Sukadji began his career as the head of the accounting and budget division at the Indonesian state railroad company, PNKA, from 1957 until 1959. Following his work in the PNKA Sukadji became a lecturer at the National Resilience Institute. He also served as an assistant trade minister in the Indonesian trade ministry.

Sukadji was an active staff member in the Faculty of Economics at Gadjah Mada University during the 1960s and 1970s, serving in many positions in the Faculty. He was chair of the Yogyakarta Branch of the Ikatan Sarjana Ekonomi Indonesia (Indonesian Economic Scholars Association) between 1966 and 1968. He became Dean of the Economics Faculty of UGM in 1966 and served until 1973. He was elected to the position of Rector (Head) of the university in 1973, a position he held until 1981.

In addition to his academic duties, Sukadji served in various capacities at the national level. He was appointed as a member of the provisional national parliament (DPRS/MPRS, or Dewan Perwakilan Rakyat Sementara/Majelis Permusyawaratan Rakyat Sementara) between 1968 and 1970 and also of the Indonesian upper house of parliament (Majelis Permusyawaratan Rakyat, MPR, or People's Consultative Assembly) after 1973. Beginning in 1984 he served until the 1990s in the important post of Director General of Higher Education in the Ministry of Education in Jakarta, a position which closely involved him in high-level policy management of higher education issues in Indonesia.
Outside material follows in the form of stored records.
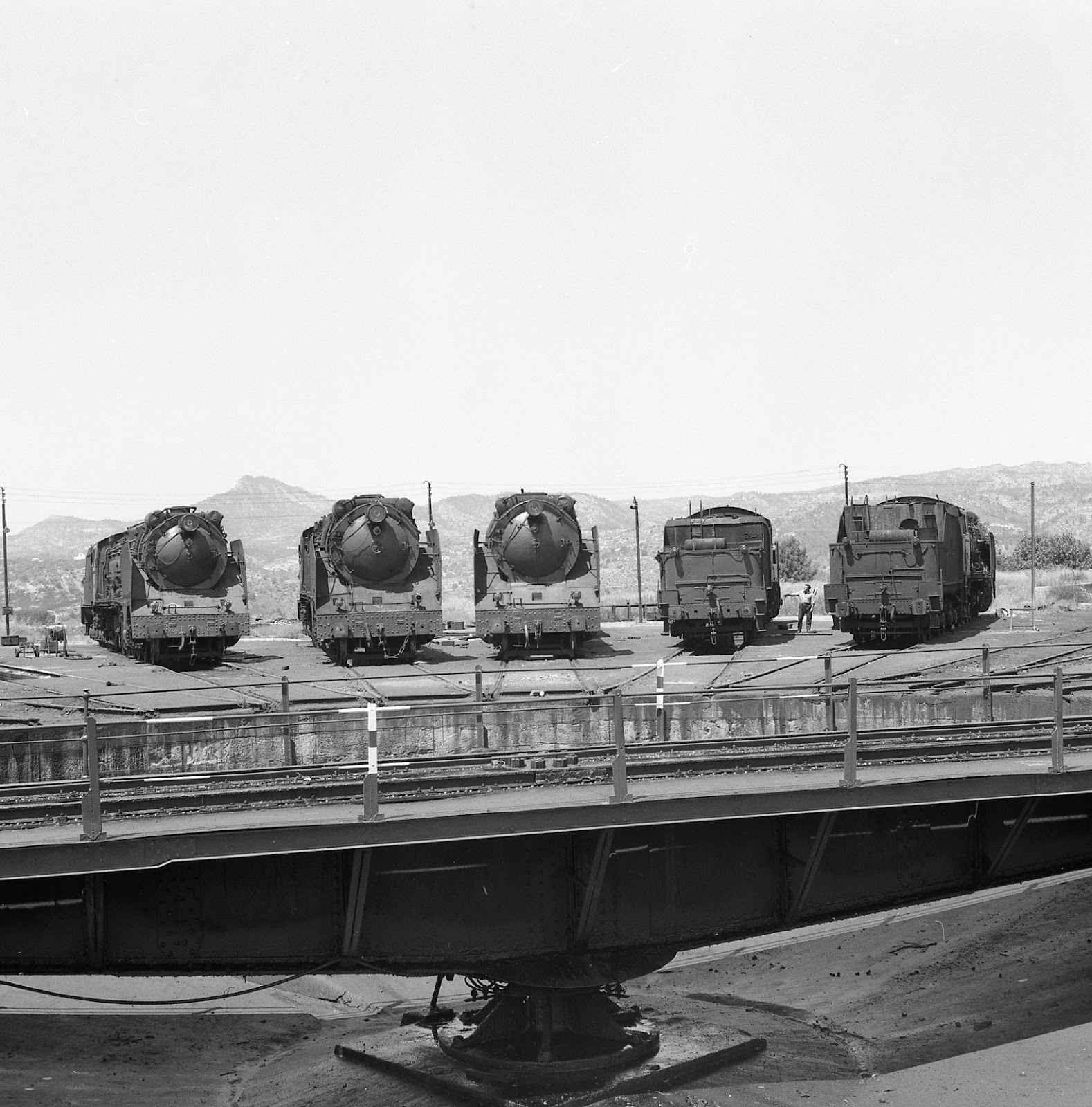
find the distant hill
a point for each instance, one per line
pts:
(269, 515)
(64, 536)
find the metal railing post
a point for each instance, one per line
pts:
(91, 803)
(1057, 752)
(289, 747)
(481, 735)
(618, 767)
(987, 688)
(828, 680)
(371, 780)
(660, 721)
(850, 778)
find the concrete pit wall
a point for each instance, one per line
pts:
(236, 742)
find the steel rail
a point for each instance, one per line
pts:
(408, 775)
(374, 677)
(348, 787)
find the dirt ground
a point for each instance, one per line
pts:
(986, 1003)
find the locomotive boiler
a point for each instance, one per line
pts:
(909, 567)
(171, 587)
(536, 580)
(719, 577)
(368, 581)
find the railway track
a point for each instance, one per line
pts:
(429, 778)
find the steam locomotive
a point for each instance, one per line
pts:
(171, 587)
(536, 580)
(909, 567)
(719, 577)
(368, 581)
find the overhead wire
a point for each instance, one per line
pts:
(188, 1000)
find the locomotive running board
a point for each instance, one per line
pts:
(686, 1053)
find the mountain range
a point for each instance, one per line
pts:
(46, 560)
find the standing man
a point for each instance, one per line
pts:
(806, 599)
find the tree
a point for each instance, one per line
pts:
(795, 564)
(1062, 549)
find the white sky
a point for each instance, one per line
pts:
(615, 247)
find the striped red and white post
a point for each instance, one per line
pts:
(660, 729)
(371, 780)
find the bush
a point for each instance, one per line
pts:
(1053, 551)
(795, 564)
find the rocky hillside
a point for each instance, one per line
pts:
(46, 560)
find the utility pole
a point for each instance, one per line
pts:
(637, 529)
(1032, 555)
(7, 601)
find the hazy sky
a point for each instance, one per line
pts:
(618, 247)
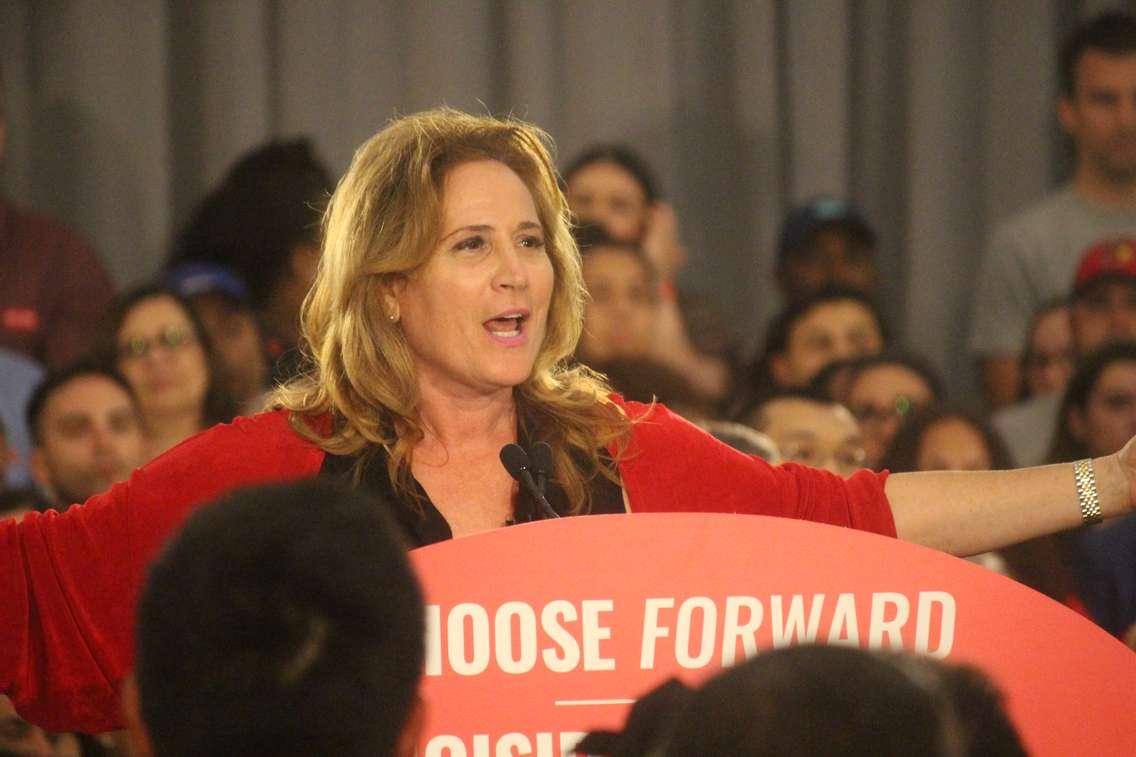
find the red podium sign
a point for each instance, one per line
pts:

In 1992 he was awarded the honorary degree of Doctor of the University (honoris causa) at Murdoch University in Perth in recognition of his services to higher education in Indonesia.

Sukadji died on 11 August 2007. A viewing was held at Balairung Hall located at Gadjah Mada University, according to the head of the university's public relations department, Suryo Baskoro. Sukadji was buried at the University's school burial grounds at Kawansan Sawitsari, Sleman.